Une équipe de surveillance en ligne pendant la campagne électorale
Lorsque la campagne électorale a commencé, le ministre des Communications du Venezuela a annoncé vouloir créer une « équipe de surveillance » sur les réseaux sociaux.
Sans fournir de détails opérationnels, il a « invité les entreprises de réseaux sociaux à maintenir un équilibre dans l’information, afin d’offrir une couverture égale et un traitement similaire des messages provenant des candidats et de leurs organisations », ce qui pourrait être perçu comme une manière de vouloir contrôler la liberté d’expression dans un pays qui n’obtient que 28⁄100 dans le rapport Freedom on the Net.
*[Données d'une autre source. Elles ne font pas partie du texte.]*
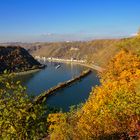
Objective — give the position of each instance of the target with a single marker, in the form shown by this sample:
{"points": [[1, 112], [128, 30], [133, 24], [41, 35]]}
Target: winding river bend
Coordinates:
{"points": [[42, 80]]}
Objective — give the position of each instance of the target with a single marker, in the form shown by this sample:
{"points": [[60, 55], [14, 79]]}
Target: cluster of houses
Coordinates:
{"points": [[44, 59]]}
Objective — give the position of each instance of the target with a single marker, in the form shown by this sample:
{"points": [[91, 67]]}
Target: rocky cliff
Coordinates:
{"points": [[16, 59]]}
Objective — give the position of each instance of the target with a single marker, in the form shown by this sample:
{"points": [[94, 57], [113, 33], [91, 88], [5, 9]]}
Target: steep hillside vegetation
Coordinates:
{"points": [[97, 51], [16, 59], [112, 111]]}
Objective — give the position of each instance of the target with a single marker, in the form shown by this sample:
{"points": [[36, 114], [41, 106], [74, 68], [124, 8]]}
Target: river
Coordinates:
{"points": [[75, 94]]}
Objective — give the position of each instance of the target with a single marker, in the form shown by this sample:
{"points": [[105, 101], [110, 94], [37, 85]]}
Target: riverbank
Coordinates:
{"points": [[41, 97], [28, 71], [94, 67]]}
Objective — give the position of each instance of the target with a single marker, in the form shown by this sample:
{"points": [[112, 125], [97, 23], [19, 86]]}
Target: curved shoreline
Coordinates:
{"points": [[94, 67], [40, 98]]}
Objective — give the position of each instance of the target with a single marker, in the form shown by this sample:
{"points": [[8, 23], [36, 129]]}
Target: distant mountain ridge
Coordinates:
{"points": [[16, 59]]}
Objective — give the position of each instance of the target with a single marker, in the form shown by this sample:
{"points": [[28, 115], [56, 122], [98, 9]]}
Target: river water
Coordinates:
{"points": [[75, 94]]}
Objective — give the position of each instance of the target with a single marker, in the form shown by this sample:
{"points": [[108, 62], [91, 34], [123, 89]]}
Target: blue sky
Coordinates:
{"points": [[59, 20]]}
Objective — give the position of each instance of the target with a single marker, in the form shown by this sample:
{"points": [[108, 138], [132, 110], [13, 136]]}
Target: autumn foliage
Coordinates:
{"points": [[112, 110]]}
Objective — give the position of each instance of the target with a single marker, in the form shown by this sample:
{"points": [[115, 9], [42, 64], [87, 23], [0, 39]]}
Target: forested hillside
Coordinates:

Le 11 novembre, un jour avant le démantèlement des attaques terroristes présumées, le secrétaire d’État Anthony Blinken a estimé que « le régime Maduro continue de nier le droit des personnes à choisir leurs propres dirigeants ».
En septembre, le président de la Colombie, et opposant notoire de Nicolás Maduro, est resté sceptique quant aux discussions tant qu’il n’y aurait pas d’élections présidentielles « libres et transparentes ».
Les prochaines élections présidentielles au Venezuela se tiendront en 2024, avec encore un long chemin à parcourir en vue d’une réconciliation et la démocratie.